O novo milênio
começou sob os bons fluidos do século XX, marcado pela liberdade de pensamento,
o direito de dizer o que se vê, o que se escuta, o que se experimenta, com as interpretações
possíveis a cada um – conquista duramente adquirida pela humanidade, ao longo
de dois milênios e duas grandes guerras, marcos do rompimento de pactos
fundamentais de tolerância e respeito às diferenças étnicas, sexuais,
religiosas, políticas, etc.
Todos esses
acontecimentos mostraram que a relação do homem com a palavra defronta-o com os
limites da verdade e do saber que a mesma franqueia e faz com que ele se dê
conta de que sim, “a vida é sonho” – como bem disseram Shakespeare, Calderón de
la Barca, Fernando Pessoa, e tantos outros – mas facilmente ela pode se
transformar em pesadelo, em horror inaudito.
Tanto Freud
quanto Lacan sustentaram a função do trágico e a importância do cômico na
existência humana, como um resultado da simbolização da luta, da tensão entre
Princípio do Prazer e Pulsão de Morte. Freud pressentiu a consciência trágica e
lançou mão do mito. Lacan desenvolveu seu ensino propondo um retorno a Freud e avançou
na teorização a partir da instrumentalização de novos campos de saber. Os dois fizeram
da arte uma aliada na pesquisa do inconsciente e suas formações e isso lhes
permitiu avançar na teoria e prática da psicanálise, valorizando ao máximo o
sentido de humanidade, o tragicômico da existência, o recurso à arte e à
produção científica como refúgios contra o mal-estar na civilização.
A arte é, hoje,
um dos poucos campos a oferecer resistência ao apagamento do trágico, mostrando
que a loucura e “a insustentável leveza do ser” podem e devem conviver, pois
fazem parte do humano.
“A natureza da loucura é ao mesmo tempo sua útil
sabedoria; sua razão de ser consiste em aproximar-se tão perto da razão,
ser-lhe tão consubstancial que formarão, ambas, um texto indissolúvel, onde só
se pode decifrar a finalidade da natureza: é preciso a loucura do amor para
conservar a espécie; são precisos os delírios da ambição para a boa ordem dos
corpos políticos; é preciso a avidez insensata para criar riquezas. Desse modo,
todas essas desordens egoístas penetram na grande sabedoria de uma ordem que ultrapassa
os indivíduos: Sendo a loucura dos homens da mesma natureza, ajustam-se tão
facilmente num conjunto que serviram para constituir os mais fortes elos da
sociedade humana: disso é prova esse desejo de imortalidade, essa falsa glória
e muitos outros princípios sobre os quais marcha tudo que se faz no mundo [...]

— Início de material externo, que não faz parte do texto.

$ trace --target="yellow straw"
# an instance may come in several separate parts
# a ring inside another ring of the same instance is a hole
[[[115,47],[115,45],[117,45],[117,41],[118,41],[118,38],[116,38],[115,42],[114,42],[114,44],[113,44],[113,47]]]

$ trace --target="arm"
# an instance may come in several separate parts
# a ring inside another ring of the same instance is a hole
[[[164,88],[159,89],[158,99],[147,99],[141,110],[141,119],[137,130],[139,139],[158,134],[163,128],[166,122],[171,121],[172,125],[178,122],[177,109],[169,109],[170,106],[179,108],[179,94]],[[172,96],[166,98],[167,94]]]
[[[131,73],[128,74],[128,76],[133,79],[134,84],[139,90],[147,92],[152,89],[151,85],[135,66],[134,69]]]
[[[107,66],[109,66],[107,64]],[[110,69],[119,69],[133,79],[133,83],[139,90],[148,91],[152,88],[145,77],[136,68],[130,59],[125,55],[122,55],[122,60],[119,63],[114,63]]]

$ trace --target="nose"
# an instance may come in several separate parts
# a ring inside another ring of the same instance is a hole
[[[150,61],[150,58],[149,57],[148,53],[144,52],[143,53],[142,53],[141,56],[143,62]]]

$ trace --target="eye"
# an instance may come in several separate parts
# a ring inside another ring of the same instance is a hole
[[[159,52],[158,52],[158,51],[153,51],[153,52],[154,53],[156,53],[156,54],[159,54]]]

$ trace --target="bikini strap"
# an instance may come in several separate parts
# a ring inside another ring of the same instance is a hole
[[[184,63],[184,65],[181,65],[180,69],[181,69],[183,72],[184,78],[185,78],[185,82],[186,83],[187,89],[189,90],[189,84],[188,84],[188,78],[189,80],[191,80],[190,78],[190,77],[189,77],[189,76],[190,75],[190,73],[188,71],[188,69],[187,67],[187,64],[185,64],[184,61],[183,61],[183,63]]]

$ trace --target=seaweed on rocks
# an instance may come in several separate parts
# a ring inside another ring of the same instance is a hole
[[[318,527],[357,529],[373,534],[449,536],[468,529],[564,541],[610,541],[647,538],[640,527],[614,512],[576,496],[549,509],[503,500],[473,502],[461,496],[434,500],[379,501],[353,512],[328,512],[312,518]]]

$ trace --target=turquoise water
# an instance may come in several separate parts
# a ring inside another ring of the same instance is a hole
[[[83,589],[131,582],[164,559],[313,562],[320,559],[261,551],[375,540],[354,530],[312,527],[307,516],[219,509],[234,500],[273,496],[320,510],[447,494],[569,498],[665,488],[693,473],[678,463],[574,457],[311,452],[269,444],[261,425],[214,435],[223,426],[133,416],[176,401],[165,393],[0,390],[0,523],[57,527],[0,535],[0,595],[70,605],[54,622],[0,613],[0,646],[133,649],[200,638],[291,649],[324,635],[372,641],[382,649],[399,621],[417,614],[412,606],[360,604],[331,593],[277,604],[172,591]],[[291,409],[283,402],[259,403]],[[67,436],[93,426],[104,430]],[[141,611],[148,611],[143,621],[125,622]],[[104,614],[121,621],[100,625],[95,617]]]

A loucura é o lado desapercebido da ordem, que faz com que o homem venha a ser,
mesmo contra vontade, o instrumento de uma sabedoria cuja finalidade ele não
conhece; ela mede toda a distância que existe entre a previdência e a
providência, cálculo e finalidade. Nela se oculta toda a profundidade de uma
sabedoria coletiva e que domina o tempo.”
(Foucault, M.
“História da Loucura”, São Paulo, Perspectiva S.A., 1972, p. 179)
Na edição de
2014 da Ciranda, tomamos a arte e a psicanálise como duas poderosas ferramentas
que poderão nos permitir uma aproximação crítica do que chamamos ‘desumanização’,
colocando em questão o conceito de loucura e a relação com o inconsciente.
Trata-se de romper com a obrigação de um sentido único para a existência e
valorizar o livre pensamento, nos limites da relação com o semelhante. Daí a
escolha do famoso quadro de Frida Kahlo, Moisés
o Núcleo solar, pintado em 1945, ano de finalização da Segunda Guerra
Mundial, para ilustrar nosso cartaz. Ele é um testemunho dos efeitos
surpreendentes da relação do sujeito com seu inconsciente, seu tempo e com a miséria
do humano. A artista criou essa obra após a leitura de Moisés e o monoteísmo, de Freud – o livro lhe causou forte
inquietação e angústia, fazendo-a sonhar e a partir daí pintar o quadro em
apenas três meses!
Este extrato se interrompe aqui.